Now that we’re just two short months away from summertime, I suspect people will be looking for ways to stay cool in the hotter months, as they do every year around this time.
Coincidentally, I’ve been exchanging emails recently with someone looking for cooling undershirts & underwear.
Specifically, this person was inquiring on whether or not wicking undershirts would keep someone cooler than non-wicking undershirts, and it led to us discussing all different forms of cooling technologies being used in apparel-related products.
We talked about wicking shirts, ice & coolant-driven clothing, and other cooling technologies such as peltier-based products like Wristify, which is still in development.
Joining the thermoelectric category is newcomer Thin Ice (link) who has designed two peltier-based cooling products.
Allegedly, these products are designed to help you lose weight by tricking your body into thinking it’s cold, thereby triggering a warming process, resulting in burning more calories.
But before we talk about the Thin Ice products, let’s discuss different types of shirts that claim to keep you cool.
If you’re curious what my goto strategy is for staying cool in summertime, while protecting my clothing from sweat – It’s wearing thin, lightweight undershirts.
Wicking Undershirts – Do They Keep You Cool?
In short, wicking (aka fabrics that do not absorb water) undershirts do NOT specifically keep you cool just because they are “wicking”.
But, let’s understand why.
In a typical undershirt situation, you wear an undershirt, then you wear an outer shirt of some form (dress shirt, polo, t-shirt, etc.) on top of the undershirt.
In general, this means that there will be no notable airflow that will reach your undershirt. Airflow is the catalyst that creates the evaporative process, and it’s that evaporation that creates a cooling sensation on your body when you are sweating.

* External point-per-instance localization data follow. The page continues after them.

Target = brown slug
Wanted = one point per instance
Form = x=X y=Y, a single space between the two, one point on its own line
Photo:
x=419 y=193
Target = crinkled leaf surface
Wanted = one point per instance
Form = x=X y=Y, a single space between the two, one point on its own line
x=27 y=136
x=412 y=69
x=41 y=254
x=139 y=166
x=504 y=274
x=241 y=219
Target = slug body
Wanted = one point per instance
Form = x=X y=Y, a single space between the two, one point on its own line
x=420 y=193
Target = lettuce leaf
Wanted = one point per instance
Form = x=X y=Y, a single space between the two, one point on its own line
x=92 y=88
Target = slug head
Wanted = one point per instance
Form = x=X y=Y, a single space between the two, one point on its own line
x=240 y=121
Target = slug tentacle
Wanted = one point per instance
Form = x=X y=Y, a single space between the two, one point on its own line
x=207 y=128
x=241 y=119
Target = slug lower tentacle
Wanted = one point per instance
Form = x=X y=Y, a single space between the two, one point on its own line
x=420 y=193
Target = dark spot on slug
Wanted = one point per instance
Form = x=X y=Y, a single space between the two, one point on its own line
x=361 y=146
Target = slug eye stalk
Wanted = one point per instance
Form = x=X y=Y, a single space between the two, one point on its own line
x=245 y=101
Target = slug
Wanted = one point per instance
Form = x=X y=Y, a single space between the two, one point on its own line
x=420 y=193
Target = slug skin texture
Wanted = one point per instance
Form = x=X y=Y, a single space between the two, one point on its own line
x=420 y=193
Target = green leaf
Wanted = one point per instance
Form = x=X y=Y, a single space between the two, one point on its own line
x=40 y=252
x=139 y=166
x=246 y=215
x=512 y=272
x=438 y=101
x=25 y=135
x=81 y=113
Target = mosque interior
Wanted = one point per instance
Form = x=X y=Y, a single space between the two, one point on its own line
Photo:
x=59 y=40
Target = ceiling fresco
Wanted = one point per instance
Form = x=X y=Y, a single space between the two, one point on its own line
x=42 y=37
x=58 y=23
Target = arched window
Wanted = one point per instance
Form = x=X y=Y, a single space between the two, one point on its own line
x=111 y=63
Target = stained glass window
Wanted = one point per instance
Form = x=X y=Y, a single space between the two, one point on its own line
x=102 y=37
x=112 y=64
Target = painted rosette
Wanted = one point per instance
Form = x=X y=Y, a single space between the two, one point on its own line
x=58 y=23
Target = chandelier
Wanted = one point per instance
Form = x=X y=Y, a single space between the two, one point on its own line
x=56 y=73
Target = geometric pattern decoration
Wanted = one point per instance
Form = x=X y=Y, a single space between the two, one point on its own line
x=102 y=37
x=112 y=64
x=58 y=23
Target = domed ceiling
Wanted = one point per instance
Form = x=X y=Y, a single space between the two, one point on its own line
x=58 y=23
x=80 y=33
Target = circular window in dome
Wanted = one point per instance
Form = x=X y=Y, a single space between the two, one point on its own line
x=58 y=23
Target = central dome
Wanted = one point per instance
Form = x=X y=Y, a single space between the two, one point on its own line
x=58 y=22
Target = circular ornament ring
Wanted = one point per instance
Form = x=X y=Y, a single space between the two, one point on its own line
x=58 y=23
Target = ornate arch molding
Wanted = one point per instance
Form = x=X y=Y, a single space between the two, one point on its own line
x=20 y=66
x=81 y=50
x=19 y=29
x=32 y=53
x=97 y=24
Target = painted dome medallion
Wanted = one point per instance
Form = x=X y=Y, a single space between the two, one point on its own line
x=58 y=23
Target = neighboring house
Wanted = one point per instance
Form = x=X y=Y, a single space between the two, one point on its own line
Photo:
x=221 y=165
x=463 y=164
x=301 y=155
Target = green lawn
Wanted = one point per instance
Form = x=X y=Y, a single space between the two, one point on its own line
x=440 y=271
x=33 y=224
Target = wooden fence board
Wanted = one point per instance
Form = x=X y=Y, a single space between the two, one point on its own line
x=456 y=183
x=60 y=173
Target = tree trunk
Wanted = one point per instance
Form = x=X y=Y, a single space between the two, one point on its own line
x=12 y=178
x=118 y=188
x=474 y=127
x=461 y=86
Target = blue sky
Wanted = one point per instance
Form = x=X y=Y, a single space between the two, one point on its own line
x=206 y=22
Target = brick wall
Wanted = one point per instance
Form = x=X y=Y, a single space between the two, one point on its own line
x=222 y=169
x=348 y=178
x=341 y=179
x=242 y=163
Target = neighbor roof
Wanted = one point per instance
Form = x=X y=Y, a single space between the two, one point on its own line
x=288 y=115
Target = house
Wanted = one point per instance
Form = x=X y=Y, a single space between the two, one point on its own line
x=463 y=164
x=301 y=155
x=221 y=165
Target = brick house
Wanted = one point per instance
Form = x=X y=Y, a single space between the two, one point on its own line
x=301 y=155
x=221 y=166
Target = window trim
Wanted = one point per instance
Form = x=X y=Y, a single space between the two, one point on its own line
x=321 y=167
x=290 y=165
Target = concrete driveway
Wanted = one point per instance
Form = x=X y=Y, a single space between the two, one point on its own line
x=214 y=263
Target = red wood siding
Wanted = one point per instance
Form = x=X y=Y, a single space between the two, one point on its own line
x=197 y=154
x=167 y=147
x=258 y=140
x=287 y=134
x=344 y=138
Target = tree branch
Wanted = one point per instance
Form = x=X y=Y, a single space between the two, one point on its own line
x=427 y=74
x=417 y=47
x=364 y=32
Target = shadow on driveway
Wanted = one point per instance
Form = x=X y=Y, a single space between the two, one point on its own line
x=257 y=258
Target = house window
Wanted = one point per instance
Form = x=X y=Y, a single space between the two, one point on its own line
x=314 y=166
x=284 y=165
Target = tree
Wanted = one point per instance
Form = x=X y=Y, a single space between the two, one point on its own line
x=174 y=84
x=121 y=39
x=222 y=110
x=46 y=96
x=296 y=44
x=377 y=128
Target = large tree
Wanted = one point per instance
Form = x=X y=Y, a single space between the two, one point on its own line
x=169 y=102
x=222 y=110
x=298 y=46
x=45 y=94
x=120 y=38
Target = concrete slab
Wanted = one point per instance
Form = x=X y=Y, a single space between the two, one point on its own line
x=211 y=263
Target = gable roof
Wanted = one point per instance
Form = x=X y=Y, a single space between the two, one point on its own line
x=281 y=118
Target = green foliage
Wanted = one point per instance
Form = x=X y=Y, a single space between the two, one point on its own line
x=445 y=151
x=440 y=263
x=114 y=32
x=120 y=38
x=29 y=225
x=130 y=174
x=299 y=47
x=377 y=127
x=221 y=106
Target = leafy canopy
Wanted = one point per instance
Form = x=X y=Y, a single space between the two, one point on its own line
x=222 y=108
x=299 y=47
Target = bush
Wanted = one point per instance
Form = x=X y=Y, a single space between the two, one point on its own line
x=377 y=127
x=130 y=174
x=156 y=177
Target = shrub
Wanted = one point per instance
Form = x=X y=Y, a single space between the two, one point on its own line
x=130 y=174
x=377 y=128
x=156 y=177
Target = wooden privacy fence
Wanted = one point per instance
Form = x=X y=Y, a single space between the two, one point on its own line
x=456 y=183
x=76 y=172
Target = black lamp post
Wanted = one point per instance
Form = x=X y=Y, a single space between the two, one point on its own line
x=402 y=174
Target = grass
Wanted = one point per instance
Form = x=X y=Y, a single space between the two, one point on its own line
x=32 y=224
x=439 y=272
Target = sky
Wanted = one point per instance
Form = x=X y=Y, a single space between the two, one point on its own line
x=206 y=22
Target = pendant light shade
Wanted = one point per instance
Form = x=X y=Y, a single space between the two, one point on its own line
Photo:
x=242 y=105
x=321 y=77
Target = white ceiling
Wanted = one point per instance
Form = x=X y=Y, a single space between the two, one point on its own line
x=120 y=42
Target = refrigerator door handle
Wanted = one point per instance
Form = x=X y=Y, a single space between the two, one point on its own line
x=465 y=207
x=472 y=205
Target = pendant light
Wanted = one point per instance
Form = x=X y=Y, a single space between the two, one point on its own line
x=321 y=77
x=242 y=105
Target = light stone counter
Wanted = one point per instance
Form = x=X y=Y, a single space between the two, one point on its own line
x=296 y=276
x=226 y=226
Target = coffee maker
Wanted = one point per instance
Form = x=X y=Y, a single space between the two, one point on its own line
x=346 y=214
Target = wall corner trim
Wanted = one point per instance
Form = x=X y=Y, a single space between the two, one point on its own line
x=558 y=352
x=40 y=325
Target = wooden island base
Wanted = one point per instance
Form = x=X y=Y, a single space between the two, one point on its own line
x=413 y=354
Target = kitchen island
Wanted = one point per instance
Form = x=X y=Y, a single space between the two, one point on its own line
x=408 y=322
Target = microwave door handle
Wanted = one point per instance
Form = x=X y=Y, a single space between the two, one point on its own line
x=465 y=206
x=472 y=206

No airflow (or any other catalyst), no cooling. Period.
Now brands and the marketers for those brands will make you believe that there is some magic going on to keep you cool, but the truth is it’s just marketing hype, and nothing more.
Wicking Shirts – Do They Keep You Cool?
In short, wicking SHIRTS can keep you cool. Not because they are “wicking”, but because there is airflow.
The reason they can, is because you are wearing wicking shirts with nothing over them or under them. This creates an environment where the shirt can come in contact with airflow.
Think gym or fitness shirt.
So, as long as you are wearing some form of wicking shirt as your only shirt, AND you are sweating, AND there is some form of airflow hitting your shirt, you are more likely to experience a cooling effect in this situation.
There are some brands designing cooling shirts with various fabric technologies that are intended to intensify the wicking process, and by doing so, the idea is that the cooling sensation will be intensified.
Other Cooling Shirts
As mentioned above, airflow is the catalyst needed for any type of wicking shirt to cool.
But, there are other types of cooling shirts, that use other forms of catalysts.
The most common cooling sources used in technical cooling shirts include ice water, ice packs, or phase change materials that hold cold longer than traditional ice packs.
As you can imagine, while these cooling products will keep the wearer cool, the products are generally more bulky and they require access to water, ice, or a freezer of some sort.
Although you may have never heard of Peltier-based technology, you most certainly interact with devices that use it.
One of the most common uses of peltier technology is in your computer, to keep your micro-processor cool.
If you’d like to learn more about it, check out this Wikipedia article about Thermoelectric Cooling.
Thin Ice Weightloss Vest & Insoles
Now Thin Ice isn’t the first company to create a weightloss vest based on cooling the body.
The Cold Shoulder came first about a year ago, but it was based on using ice packs in a vest.
Instead of ice packs, Thin Ice insoles and vests use peltier-based technology as the cooling catalyst.
They launched an Indiegogo campaign last summer, and raised nearly $600,000 by the campaign’s end in early September.
Thin Ice Indiegogo Video
While I question the effectiveness of using peltier cooling products to loose weight, even though it may work to some extent, I think there is a better chance they will be more effective in helping you feel cool in hotter months.
The other thing I find promising with peltier-based cooling, is that the cooling effect can last longer, and can be more universally re-charged using a charging pad, and will also use kinetic energy (like walking) to help maintain the charge.
The insole’s cooling effects, are planned to last around 4-6 hours on a single charge, and the vest can last around 6-8 hours.
I definitely will be keeping my eye on Thin Ice, and if I get the opportunity to try either the vest or the insoles this summer, I’ll make sure to post an update about it here.